I am taken aback by his offer. I look at his face, study it, wonder if I can trust this man sitting across from me. “OK,” I decide, “I will let you read one of my books. What genre do you prefer?”
He laughs, “I don't know anything about YA Romance. What about one of the fantasy novels?”
A feeling of relief washes over me. He actually was listening to me. “Sounds good to me. What is your email address so I can send it to you?” He takes my phone and adds his email, as well as his phone number to my contacts. He hands it back to me with a smile.
I feel giddy. To control myself I change the topic. “How long have you known Tanya's brother?” I ask.
“We were roommates in college and kept in touch. I just met Tanya two days ago when she stopped by to see Randy. She invited him to this picnic and suggested I come along. I had no idea she had a friend who is a writer, I may not have attended this event.”
My face falls. “Why?”
“Oh, I didn't tell you what my occupation is, did I? I'm an editor for a publishing company based out of New York. I took my love of reading and turned it into a career.
“You have no idea how many people I meet tell me they wrote a book and want me to read it. Most of the time I say no, and that I am too busy to read it.” He pauses. “But you didn't ask me to read your novels, and you were honest with me about the process. Despite getting rejections, you still write every day. To me, that means you are serious about your craft and a good indication that you write quality material. I want to read it.” He reaches out and takes my hands in his. I feel a flush come over my cheeks.

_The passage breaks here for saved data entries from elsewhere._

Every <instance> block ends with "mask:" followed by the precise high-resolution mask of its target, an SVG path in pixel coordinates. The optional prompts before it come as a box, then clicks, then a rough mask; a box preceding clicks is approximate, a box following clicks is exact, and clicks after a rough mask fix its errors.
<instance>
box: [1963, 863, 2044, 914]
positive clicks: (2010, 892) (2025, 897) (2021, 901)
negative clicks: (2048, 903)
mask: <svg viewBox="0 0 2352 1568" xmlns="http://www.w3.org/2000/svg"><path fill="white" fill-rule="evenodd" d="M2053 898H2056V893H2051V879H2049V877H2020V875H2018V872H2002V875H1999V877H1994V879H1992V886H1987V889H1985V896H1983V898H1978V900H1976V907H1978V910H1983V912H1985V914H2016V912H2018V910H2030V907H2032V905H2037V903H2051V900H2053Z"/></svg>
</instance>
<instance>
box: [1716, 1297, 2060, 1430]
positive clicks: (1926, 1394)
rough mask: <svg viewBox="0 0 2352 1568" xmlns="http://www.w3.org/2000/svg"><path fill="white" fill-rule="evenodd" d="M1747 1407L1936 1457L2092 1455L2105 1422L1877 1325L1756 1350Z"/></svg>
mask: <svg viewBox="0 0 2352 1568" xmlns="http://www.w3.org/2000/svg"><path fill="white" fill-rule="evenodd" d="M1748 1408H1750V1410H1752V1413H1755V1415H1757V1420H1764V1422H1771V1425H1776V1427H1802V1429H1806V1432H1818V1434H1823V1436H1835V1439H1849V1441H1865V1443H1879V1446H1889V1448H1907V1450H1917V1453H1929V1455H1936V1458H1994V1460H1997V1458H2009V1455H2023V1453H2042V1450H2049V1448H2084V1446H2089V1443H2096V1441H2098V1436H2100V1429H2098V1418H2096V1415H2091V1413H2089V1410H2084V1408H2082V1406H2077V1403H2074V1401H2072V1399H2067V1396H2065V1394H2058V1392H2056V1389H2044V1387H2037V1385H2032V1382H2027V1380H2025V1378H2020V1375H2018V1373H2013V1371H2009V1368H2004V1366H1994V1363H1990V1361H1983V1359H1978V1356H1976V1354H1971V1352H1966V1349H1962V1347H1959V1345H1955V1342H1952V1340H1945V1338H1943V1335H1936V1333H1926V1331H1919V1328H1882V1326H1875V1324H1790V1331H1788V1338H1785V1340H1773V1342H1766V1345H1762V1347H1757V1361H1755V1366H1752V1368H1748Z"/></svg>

“Alright, I will send you one of my books. Perhaps you can give me some suggestions that will help get it published.”
He squeezes my hands. “I'd hope you'd let me publish it if that were the case.” I giggle despite myself.
Tanya arrives back at the park just as we finish putting the cans into the cooler. Blake helps her carry the bags of ice over to the tables and we all pour the ice in. I spend the rest of the day talking with Blake and get to know him better. When we leave, I promise him I will email my novel to him. I am glad I went to the picnic, which was nothing like I had dreaded.